The call center is constantly responsible for balancing cost with service. Catering to customer demand is no longer enough; the call center today must be able to drive loyalty, identify upsell and cross-sell opportunities and deliver on multichannel performance expectations. To meet these lofty goals, a robust workforce management solution should be in place.
Monet Software recently explored this concept in a blog focused on the cost of staffing for the call center. For the company seeking a justification for the investment in workforce management, they need only to look at the expenses related to staffing – as much as 70 percent, according to Monet. If you don’t have the right number of people in the right seats at the right time every hour of the day, this number could easily rise higher.
Consider the day when your spreadsheet approach to scheduling missed an overlap of two employee groups. You have one hour with too many people on the floor, not enough ringing phones and suddenly your shrinkage just increased exponentially. You’ve already overspent for staff you didn’t need and morale suffered as every agent realized the mistake too late. The opposite can have even more dire effects when the overlap means you have too few people on the phones and service quality suffers.
In such scenarios, there are two key questions you should ask: can you really afford to use spreadsheets for your forecasting and scheduling? And, can you realize measureable improvements with your workforce management software that will result in savings that exceed the overall cost of the solution?
To accurately evaluate the situation in your environment, there are really three things you should consider:
Increased efficiency – there are promised savings associated with more efficient scheduling practices, such as a reduction in the overall staff hours and the need for overtime. You can also more readily identify overstaffing issues. Monet Software research has determined that call centers using workforce management generally reduce staff hours by 2 percent, which translates into savings of an average of 5 – 10 percent.
Scheduling automation – using a spreadsheet to forecast and schedule for your call center may have worked when you had just a few agents on the phone. Now that you’ve grown, you need to streamline your activities and introduce more accuracy into your processes. It is generally expected that workforce management will save you 25 percent of manual input time. This saved time can then be used for coaching, training and other activities.

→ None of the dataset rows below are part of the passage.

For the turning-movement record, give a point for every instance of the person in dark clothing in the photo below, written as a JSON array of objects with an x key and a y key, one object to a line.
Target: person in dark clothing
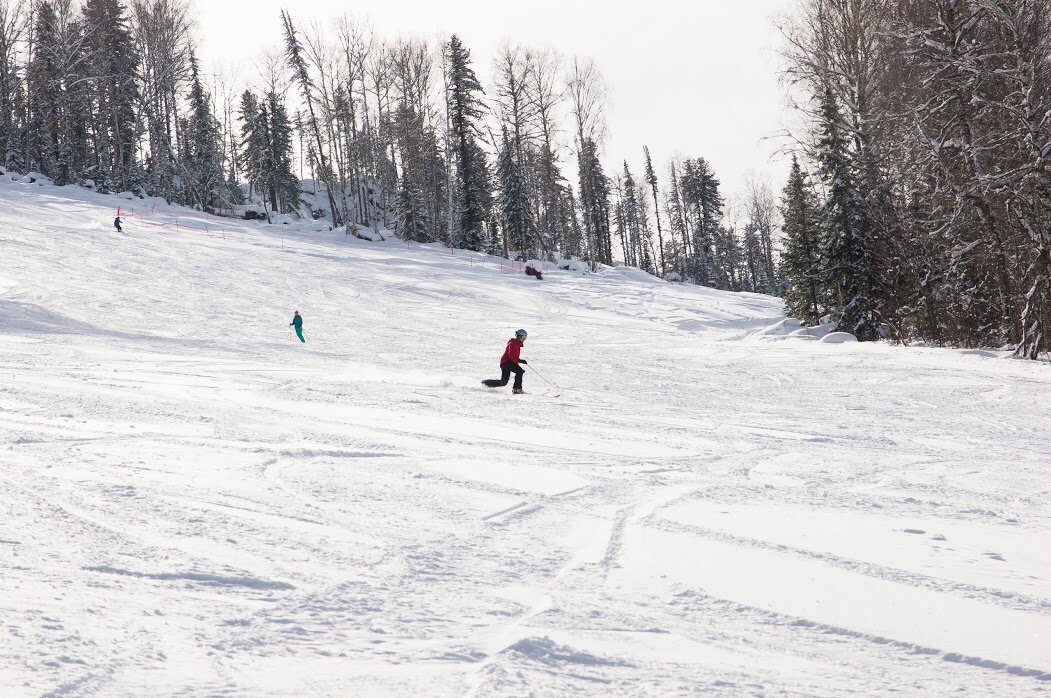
[
  {"x": 297, "y": 324},
  {"x": 511, "y": 363}
]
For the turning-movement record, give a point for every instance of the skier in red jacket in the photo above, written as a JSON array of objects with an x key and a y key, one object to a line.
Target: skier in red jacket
[{"x": 510, "y": 363}]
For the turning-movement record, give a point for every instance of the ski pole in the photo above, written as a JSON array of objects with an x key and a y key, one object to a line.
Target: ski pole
[{"x": 529, "y": 366}]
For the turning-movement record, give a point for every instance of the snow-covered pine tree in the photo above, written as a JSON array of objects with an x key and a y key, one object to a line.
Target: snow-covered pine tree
[
  {"x": 849, "y": 262},
  {"x": 203, "y": 159},
  {"x": 297, "y": 64},
  {"x": 515, "y": 219},
  {"x": 112, "y": 63},
  {"x": 802, "y": 262},
  {"x": 282, "y": 176},
  {"x": 473, "y": 196},
  {"x": 652, "y": 181}
]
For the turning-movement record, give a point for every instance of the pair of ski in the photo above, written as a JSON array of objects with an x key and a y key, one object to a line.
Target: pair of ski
[{"x": 522, "y": 392}]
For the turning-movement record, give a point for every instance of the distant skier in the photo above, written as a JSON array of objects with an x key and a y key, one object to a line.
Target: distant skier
[
  {"x": 297, "y": 324},
  {"x": 510, "y": 363}
]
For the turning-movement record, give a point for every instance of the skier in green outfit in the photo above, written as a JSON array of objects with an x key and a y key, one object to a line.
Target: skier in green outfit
[{"x": 297, "y": 324}]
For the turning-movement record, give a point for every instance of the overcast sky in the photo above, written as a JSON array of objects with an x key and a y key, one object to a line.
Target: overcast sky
[{"x": 687, "y": 77}]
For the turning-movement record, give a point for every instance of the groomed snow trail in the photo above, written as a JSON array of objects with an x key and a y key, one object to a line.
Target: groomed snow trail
[{"x": 192, "y": 503}]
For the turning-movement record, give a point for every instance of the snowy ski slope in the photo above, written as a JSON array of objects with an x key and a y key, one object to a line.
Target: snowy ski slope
[{"x": 191, "y": 503}]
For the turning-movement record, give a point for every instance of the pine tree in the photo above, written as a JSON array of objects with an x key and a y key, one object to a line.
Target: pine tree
[
  {"x": 112, "y": 64},
  {"x": 595, "y": 204},
  {"x": 802, "y": 263},
  {"x": 515, "y": 217},
  {"x": 281, "y": 137},
  {"x": 847, "y": 227},
  {"x": 294, "y": 57},
  {"x": 203, "y": 162},
  {"x": 473, "y": 190},
  {"x": 652, "y": 181}
]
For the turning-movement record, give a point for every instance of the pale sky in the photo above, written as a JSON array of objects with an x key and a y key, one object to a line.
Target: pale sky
[{"x": 687, "y": 77}]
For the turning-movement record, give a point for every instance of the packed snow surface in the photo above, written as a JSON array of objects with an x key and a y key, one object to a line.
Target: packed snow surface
[{"x": 193, "y": 503}]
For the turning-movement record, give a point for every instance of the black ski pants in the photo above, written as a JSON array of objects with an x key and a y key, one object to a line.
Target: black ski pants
[{"x": 507, "y": 368}]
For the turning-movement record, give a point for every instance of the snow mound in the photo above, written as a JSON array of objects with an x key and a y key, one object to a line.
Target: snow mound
[
  {"x": 839, "y": 337},
  {"x": 792, "y": 328},
  {"x": 548, "y": 652},
  {"x": 33, "y": 178},
  {"x": 631, "y": 273}
]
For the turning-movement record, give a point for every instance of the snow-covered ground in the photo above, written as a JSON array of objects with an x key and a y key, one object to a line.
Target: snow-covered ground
[{"x": 193, "y": 503}]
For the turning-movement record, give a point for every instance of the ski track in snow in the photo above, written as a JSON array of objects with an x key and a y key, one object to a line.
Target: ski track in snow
[{"x": 193, "y": 503}]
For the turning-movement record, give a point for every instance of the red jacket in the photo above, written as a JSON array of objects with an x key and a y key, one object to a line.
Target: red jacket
[{"x": 514, "y": 349}]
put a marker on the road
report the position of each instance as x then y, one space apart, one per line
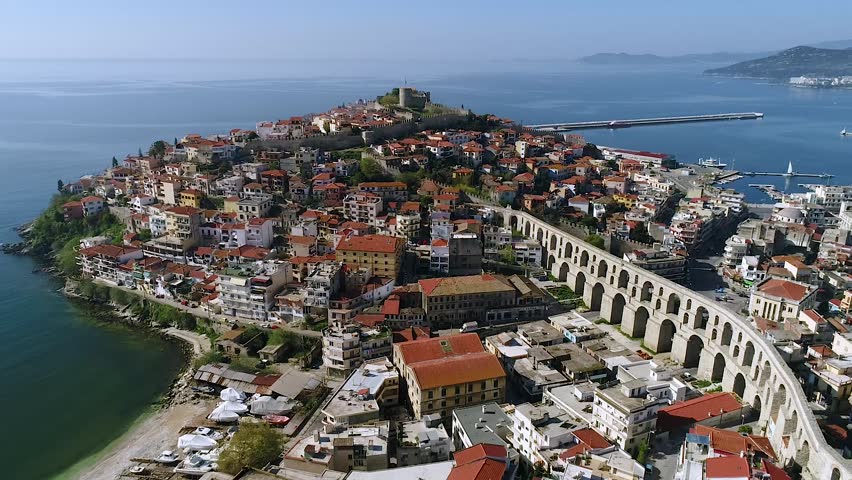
200 312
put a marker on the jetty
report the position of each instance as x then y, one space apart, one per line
636 122
789 173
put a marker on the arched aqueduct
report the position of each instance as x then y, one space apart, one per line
698 332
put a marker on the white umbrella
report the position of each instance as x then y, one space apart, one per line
238 408
220 415
196 442
232 395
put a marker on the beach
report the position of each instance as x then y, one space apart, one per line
156 431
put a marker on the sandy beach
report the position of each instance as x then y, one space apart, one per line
157 431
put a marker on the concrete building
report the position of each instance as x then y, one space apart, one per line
248 291
779 300
380 253
444 373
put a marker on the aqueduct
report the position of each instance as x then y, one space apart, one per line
699 333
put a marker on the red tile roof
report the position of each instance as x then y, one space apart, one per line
371 243
727 467
456 370
695 410
442 347
784 289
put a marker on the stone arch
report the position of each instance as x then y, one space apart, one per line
803 455
702 316
597 297
640 322
580 284
727 333
718 368
748 355
617 309
791 424
739 385
623 279
673 304
778 401
665 340
563 272
757 403
603 267
647 288
694 346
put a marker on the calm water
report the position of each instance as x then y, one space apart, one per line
72 386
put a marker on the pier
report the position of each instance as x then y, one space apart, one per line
562 127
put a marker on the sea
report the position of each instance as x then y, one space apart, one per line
72 385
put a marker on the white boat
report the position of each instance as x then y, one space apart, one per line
711 162
195 465
167 457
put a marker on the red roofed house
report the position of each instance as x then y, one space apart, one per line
779 300
444 373
702 409
482 462
381 253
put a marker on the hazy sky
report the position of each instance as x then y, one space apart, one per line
434 29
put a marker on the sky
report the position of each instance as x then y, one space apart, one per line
478 30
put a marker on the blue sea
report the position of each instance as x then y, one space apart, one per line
72 385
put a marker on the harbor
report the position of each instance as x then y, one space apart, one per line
561 127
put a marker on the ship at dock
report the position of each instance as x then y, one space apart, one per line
711 162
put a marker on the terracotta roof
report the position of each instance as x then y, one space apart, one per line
440 347
784 289
478 452
455 370
371 243
727 467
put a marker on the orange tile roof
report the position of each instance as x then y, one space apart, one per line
455 370
727 467
784 289
440 347
371 243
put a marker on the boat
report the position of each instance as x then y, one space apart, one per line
711 162
167 457
195 465
277 420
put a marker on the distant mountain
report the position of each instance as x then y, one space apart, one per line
794 62
651 59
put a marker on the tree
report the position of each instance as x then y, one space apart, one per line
157 149
642 452
254 445
596 240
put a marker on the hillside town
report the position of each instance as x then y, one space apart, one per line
370 290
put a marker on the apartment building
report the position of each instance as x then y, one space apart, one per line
346 346
248 290
444 373
380 253
363 207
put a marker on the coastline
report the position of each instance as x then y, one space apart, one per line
154 430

Improvements in schedule adherence – you know the value of your scheduling is only as good as your agents’ ability to stick to it. You don’t want to pay people for unproductive time. A workforce management solution can provide access to historical and real-time information on schedule adherence and exceptions to improve management and better control your staff. This can easily reduce your workforce shrinkage by as much as 20 minutes per agent per day.
Once you’ve done your homework, take a look at robust workforce management solutions and measure the potential value for your environment. The results are sure to surprise you as you’re on your way to a more efficient operation.